Köşe Yazıları

Ali Sarımert, “Öğretmenlerimiz”

Bazı kavramlar vardır. Tek başlarına her şeyi anlatır. Üstüne sizin söz söylemeniz abesle iştigaldir. İşte Öğretmen kavramı da böyle her şeyi anlatan bir kavramdır. Herkesin öğretmen kavramıyla ilgili yüzlerce anısı vardır. “Bu anılarda mutluluk vardır, özlem vardır, ayrılık ve hüzün vardır. Kısacası hayat adına ne ararsanız orada bulursunuz. Kültürümüzde öğretmen çok özel bir yere konulmuştur. O kadar özel bir konumdur ki, o tartışılmazdır. Yaşama bu kadar direkt hükmeden başka bir meslek grubu daha yoktur. Hz. Ali’nin tarihe altın harflerle yazılan “Bana bir harf öğretenin kırk yıl kölesi olurum” sözü öğretmenin sahip olduğu konuma işaret etmektedir. Cefakâr ve fedakâr öğretmenlerimizin sabır ve gözyaşları olmasaydı; bugün ülkemizde yaşanan gelişme ve güzelliklerin hiçbiri olamazdı. Öğretmenlik mesleği, her şeyden önce bir ideal, gaye ve bir hizmet mesleğidir. Toprak altına atılan bir tohumun, onlarca tohum verebilmesi için kendisini feda etmesi gibi, bir öğretmen de hayatını bu anlamlı ve şerefli meslek uğruna adayabilmelidir.

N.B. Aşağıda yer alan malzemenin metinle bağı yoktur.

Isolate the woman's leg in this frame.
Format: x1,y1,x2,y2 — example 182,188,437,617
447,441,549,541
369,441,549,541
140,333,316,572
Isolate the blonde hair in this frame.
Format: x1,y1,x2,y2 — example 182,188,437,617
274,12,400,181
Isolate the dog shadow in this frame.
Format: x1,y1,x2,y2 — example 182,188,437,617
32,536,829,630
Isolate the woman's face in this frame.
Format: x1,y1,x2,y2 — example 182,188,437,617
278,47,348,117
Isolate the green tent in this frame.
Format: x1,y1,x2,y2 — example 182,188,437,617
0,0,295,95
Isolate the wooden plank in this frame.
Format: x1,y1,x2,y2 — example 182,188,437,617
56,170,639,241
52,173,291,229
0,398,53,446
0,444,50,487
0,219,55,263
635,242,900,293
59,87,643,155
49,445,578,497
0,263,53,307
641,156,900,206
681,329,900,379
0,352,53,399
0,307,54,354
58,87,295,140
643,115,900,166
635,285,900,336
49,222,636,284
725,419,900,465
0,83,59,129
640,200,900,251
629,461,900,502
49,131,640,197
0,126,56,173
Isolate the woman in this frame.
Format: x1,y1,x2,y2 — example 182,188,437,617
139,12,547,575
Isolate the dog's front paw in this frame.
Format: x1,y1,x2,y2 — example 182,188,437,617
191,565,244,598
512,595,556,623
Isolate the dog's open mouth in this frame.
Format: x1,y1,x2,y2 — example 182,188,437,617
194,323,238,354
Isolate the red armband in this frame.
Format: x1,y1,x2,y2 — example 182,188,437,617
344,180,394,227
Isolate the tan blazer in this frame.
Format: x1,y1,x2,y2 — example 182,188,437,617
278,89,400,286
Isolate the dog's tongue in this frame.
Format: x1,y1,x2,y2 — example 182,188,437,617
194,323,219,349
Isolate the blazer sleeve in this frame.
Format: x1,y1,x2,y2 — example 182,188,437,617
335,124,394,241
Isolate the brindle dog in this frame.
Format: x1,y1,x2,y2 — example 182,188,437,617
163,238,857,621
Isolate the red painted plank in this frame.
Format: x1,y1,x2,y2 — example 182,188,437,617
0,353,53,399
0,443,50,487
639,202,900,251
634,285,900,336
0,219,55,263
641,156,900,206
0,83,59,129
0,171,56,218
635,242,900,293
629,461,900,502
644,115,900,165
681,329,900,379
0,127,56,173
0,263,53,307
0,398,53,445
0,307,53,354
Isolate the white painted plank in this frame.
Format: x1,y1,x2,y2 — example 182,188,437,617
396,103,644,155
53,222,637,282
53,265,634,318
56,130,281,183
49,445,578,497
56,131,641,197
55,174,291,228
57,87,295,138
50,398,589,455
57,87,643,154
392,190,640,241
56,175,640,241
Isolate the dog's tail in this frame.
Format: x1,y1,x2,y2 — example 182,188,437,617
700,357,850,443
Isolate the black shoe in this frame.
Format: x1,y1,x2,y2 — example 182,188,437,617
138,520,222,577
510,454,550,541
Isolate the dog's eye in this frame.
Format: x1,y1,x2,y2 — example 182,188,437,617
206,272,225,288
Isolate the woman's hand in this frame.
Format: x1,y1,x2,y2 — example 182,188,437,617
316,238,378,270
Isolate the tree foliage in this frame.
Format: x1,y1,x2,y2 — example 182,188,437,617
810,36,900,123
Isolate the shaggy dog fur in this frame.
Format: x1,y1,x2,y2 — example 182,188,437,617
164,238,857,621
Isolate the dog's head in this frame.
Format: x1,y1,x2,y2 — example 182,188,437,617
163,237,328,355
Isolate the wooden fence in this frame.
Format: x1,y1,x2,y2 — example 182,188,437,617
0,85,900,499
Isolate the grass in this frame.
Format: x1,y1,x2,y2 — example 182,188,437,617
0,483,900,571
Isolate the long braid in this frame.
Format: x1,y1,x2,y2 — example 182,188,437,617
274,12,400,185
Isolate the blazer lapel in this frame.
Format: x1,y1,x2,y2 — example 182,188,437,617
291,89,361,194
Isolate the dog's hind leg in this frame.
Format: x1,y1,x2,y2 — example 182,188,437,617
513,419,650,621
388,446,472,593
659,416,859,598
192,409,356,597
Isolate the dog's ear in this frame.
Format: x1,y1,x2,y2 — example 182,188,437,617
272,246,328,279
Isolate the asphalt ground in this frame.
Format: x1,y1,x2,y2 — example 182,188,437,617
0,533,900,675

Bir insanı kurtarmanın, bir âlemi kurtarmak kadar önemli olduğu çok iyi bilinmelidir. Çünkü iyi eğitilen bir insan, huzurlu bir toplum ve mutlu bir gelecek demektir. Başağın yetişmesine engel, zararlı otlar değil; çiftçinin ihmalidir. Bunun için muhatabı insan olan öğretmenlerin yapacağı bir hatanın telafisi yoktur.
Sevgi dolu bir öğretmen ışık demektir. Öğrenciler onu arar, onu sorar. Unutmayınız; kelebeklerini ışığa koştuğu gibi, çocuk yürekler, genç kalpler sevgiye koşar. Bunun için sevgiyi sunanın, sevgiyi hak etmesi gerekir. En çok sevilen öğretmen, en çok seven öğretmendir. Kendini kontrol edemeyen bir öğretmen, öğrencisini hiç kontrol edemez. Kendi eksikliğini gören ve onu tamamlayan bir öğretmen, başarıya adaydır. Öğretmenlerin başarılı olmaktan başka bir seçeneği yoktur. Olsaydı öğretmen olmazdı. Öğretmen her şey değil, her şeye açılan kapı olmalı. Dolayısıyla öğretmen başarıyı hedef almalı, mükemmel olmayı değil.
Baş döndürücü bir gelişimin olduğu bir çağda yaşıyoruz. Bunun için öğretmenlerin kendilerini yenilemeleri, gelişmeleri yakından takip etmeleri gerekir. Öğretmen, hayatının her aşmasını planlamalıdır. Planı olmayanlar, başkalarının planına uymak zorunda kalırlar. Öğretmen yarını bir gün önceden yaşayan kişi olmalıdır. Onun hayalleri olmazsa, başkalarının hayallerinin de önemi olmayacaktır. Öğretmen, yaptıkları kadar yapamadıklarından da sorumludur. Meşhur bir filozofa: Servet ayaklarınızın altında olduğu halde neden bu kadar fakirsiniz, diye sorulduğunda, Ona ulaşmak için eğilmek lazım da ondan, demiş. Öğretmenin kendindeki gücü fark etmesi, harekete geçirmesi ve elindeki işlenmeyi bekleyen servetin kıymetini bilmesi gerekir. Çeşitli bahanelerin ardına sığınarak kendindeki bu gücü ve serveti eritmemelidir. Yeri doldurulmaz öğretici, eserine kıymet biçilemeyen varlık, kendini tüketerek etrafını aydınlatan mum, tahammülü seven idealci, her an muhtaç olduğumuz doktor, gerçeğin ve idealin üstadı, dünyanın en büyük sorumluluğuna sahip insandır öğretmen. Bugünü değil yarını düşünürsek gelecek çok daha iyi olacaktır. Bunu da Siz  değerli öğretmenlerimiz başaracaktır.
Tüm öğretmenlerimizin 24 Kasım Öğretmenler Gününü kutlar, öğretmenlerimize yaşamları boyunca başarı, sağlık ve mutluluklar dilerim.